In other words, activity was brisk. The overall number of transactions rose 9.7 per cent, but the overall dollar value fell to $5.1-billion in the second quarter from $6.7-billion in the first.
This doesn’t mean that pension funds are less interested in real estate. As Ross Moore, CBRE’s director of research in Canada, noted, the major pension funds such as Oxford Properties owned by Ontario Municipal Employees Retirement System and Cadillac Fairview owned by Ontario Teachers’ Pension Plan, have been especially interested in developing property, rather than purchasing.
Instead, much of the purchasing is being done by smaller Canadian pension funds.
“When we talk about pension funds investing in real estate, we’re actually referring to that sub group. That’s not to say that Oxford and Cadillac are not buying, because if you look over the last five years, they have bought some significant pieces of real estate,” Mr. Moore said.
“But as we sit here today, those are more focused on development than they are buying. But the smaller pension funds and their advisers are active.”
Much of the quarter’s activity was in the West. Commercial real estate investment volume soared by 43 per cent to $772.3-million in Calgary compared with the first quarter. Edmonton rose 18.6 per cent to $346.5-million quarter to quarter. Vancouver gained 10 per cent to $766.7-million.
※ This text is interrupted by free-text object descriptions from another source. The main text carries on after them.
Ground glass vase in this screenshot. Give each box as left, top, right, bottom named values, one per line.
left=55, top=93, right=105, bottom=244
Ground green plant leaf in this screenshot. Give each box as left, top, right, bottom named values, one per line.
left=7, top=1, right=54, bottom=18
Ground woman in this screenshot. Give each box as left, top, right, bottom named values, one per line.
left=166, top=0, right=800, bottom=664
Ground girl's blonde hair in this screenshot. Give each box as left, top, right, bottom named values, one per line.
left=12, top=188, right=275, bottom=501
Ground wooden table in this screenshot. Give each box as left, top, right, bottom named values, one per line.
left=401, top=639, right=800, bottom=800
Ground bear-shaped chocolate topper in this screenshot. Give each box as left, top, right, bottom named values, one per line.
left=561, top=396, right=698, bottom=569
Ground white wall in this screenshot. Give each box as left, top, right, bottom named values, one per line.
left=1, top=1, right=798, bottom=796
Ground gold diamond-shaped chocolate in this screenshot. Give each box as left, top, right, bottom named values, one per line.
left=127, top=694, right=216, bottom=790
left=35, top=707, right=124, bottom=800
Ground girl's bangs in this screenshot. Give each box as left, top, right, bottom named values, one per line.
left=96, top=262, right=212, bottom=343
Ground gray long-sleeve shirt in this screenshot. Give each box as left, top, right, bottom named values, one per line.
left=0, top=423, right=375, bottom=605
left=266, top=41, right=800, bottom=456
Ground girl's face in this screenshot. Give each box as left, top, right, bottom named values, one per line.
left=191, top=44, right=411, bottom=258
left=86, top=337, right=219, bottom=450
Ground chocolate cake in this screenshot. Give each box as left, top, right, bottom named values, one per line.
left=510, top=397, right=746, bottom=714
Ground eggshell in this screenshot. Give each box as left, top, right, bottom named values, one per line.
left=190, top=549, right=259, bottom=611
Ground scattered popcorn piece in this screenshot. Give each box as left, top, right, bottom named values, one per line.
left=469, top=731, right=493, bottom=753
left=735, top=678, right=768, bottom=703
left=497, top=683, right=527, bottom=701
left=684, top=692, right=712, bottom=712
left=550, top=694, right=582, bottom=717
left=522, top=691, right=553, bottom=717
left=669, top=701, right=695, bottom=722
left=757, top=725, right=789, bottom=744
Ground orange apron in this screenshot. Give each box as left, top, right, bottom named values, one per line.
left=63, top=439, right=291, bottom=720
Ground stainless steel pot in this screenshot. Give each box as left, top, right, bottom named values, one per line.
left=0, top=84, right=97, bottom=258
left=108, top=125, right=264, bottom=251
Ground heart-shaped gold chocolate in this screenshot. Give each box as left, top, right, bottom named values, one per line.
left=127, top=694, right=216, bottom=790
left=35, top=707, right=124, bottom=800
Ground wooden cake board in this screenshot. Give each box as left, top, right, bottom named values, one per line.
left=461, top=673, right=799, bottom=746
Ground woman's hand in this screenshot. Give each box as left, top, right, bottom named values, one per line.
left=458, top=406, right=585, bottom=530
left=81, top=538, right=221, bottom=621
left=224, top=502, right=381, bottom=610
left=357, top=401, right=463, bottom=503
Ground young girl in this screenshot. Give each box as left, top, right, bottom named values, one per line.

Toronto slumped to $1.9-billion in the second quarter from $3.6-billion in the first. Still, the number of Toronto commercial real estate transactions actually increased to 408 in the second quarter, from 397 transaction in the first.
“And that happens quite easily,” Mr. Moore said. “All it takes are a couple of big deals. Bayview Village comes to mind [the sale of Bayview Village Shopping Centre finalized in early 2014 to British Columbia Investment Management Corp. for $500-million]. Half a billion dollars … so right there, you’ve skewed your [first-quarter] numbers.”